Ayah mengaku padaku kalau ialah yang telah membunuh Ibu waktu itu, ia juga menyerahkan diri pada polisi. Ayah pun ditangkap dan di jatuhi hukuman penjara seumur hidup. Aku sangat sedih. Bukan karena Ayah di tangkap polisi, tapi karena tidak ada lagi sosok Ibu di sampingku. Rasanya ingin menyusul Ibu saja, tak ada gunanya untuk hidup sekarang. Tidak punya tempat untuk mengadu dan berkeluh kesah, tidak ada lagi yang menyambut pulang dari sekolah, dan tidak ada lagi yang memarahiku di saat berbuat salah.

Di sisi lain Aku juga bersyukur Ayah masuk penjara, karena tidak ada lagi orang yang akan memukuliku sampai badan membiru, begitu juga dengan sumpah serapah yang terdengar di telinga. Aku cukup gila untuk menertawakannya yang menderita dipenjara. Karena dia, Aku kehilangan orang paling berharga di dunia ini. Biarkan saja dia membusuk sel tahanan itu, Aku sama sekali tak menganggapnya sebagai orang tua lagi. Bahkan memanggilnya dengan sebutan Ayah saja sudah membuat perutku mual dan merasa jijik, apa lagi jika menatap wajahnya.

Setelah kejadian itu, Aku tinggal di panti asuhan. Tidak ada yang mau mengadopsiku untuk di jadikan anak mereka, baik itu dari keluarga Ibu mau pun keluarga Ayah. Mereka bilang Aku akan mempersulit saja di kemudian hari, di tambah lagi mereka mengatakan bahwa tidak pantas anak dari seorang pembunuh tinggal bersama dengan mereka, karena tidak menutup kemungkinan nanti anaknya juga mengikuti jejak Ayahnya.
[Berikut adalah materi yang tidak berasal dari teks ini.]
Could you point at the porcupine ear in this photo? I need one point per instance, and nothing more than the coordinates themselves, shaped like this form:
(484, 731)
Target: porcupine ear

Selama tinggal di panti asuhan, Aku mendapatkan perlakuan yang tidak mengenakkan. Semua yang ada di sana menghukumku dan memperlakukanku layaknya seperti binatang. Di paksa bekerja, bahkan makan pun juga diberi layaknya seperti binatang. Setiap malam terjaga karena harus membersihkan puluhan kentang untuk di jual pagi harinya, kalian pasti tidak akan membayangkan anak berumur sembilan tahun di paksa kerja rodi setiap hari. Hinaan bahkan makian sudah menjadi makananku setiap hari, telingaku sudah merasa kebal mendengar perkataan kasar mereka.

Hari demi hari berlalu, umurku juga sudah bisa di sebut matang untuk hidup sendiri. Aku memutuskan untuk kabur dari panti asuhan, keluar dari panti yang bagaikan neraka itu dan hidup sendiri di kontrakan kecil. Kalau kalian tanya dari mana uang yang di dapat, Aku mencuri uang milik Ibu panti dan untuk bayaran bulanannya aku berkerja part time. Terkadang aku juga melakukan pekerjaan berat yang menggunakan tenaga cukup besar hingga membuat badanku sering kali sakit. Bahkan tak jarang pula badanku membiru karena tidak sengaja menjatuhkan beberapa barang di sana yang berakhir menimpa badan.

Beruntung saja sekolahku di tanggung oleh pemerintah karena mendapat beasiswa. Jadi aku tak perlu pusing untuk memikirkannya. Jangan pernah memandang rendah diriku karena hanya melihat dari sebelah mata saja, Aku mendapatkan beasiswa karena usahaku sendiri, aku tidak menyebut diriku seorang yang pintar bahkan ahli dalam segala bidang. Aku hanya mencoba untuk membuktikan pada orang-orang yang tidak mau menerimaku bahwa aku bisa hidup sendiri dan tidak butuh bantuan dari mereka.

Badanku semakin kurus, seperti tak ada gairah untuk hidup. Aku terlalu sibuk bekerja hingga mengabaikan kondisi tubuh sendiri. Tak bisakah hari ini cepat berlalu agar Aku semakin tua dan mati di atas kasur ini? Berbaring terlentang sambil mendengarkan hiruk pikuk kota Jakarta. Seperti musik yang mengalir di telinga, sangat berisik membuat kepala seakan-akan hampir pecah. Suara yang tak kunjung diam itu membuatku seolah-olah berada dipusat kota saja.

Sudah seminggu lebih Aku tidak masuk sekolah, penyebabnya karena ada ingatan yang seharusnyaku lupakan, akan tetapi kembali muncul di kepalaku.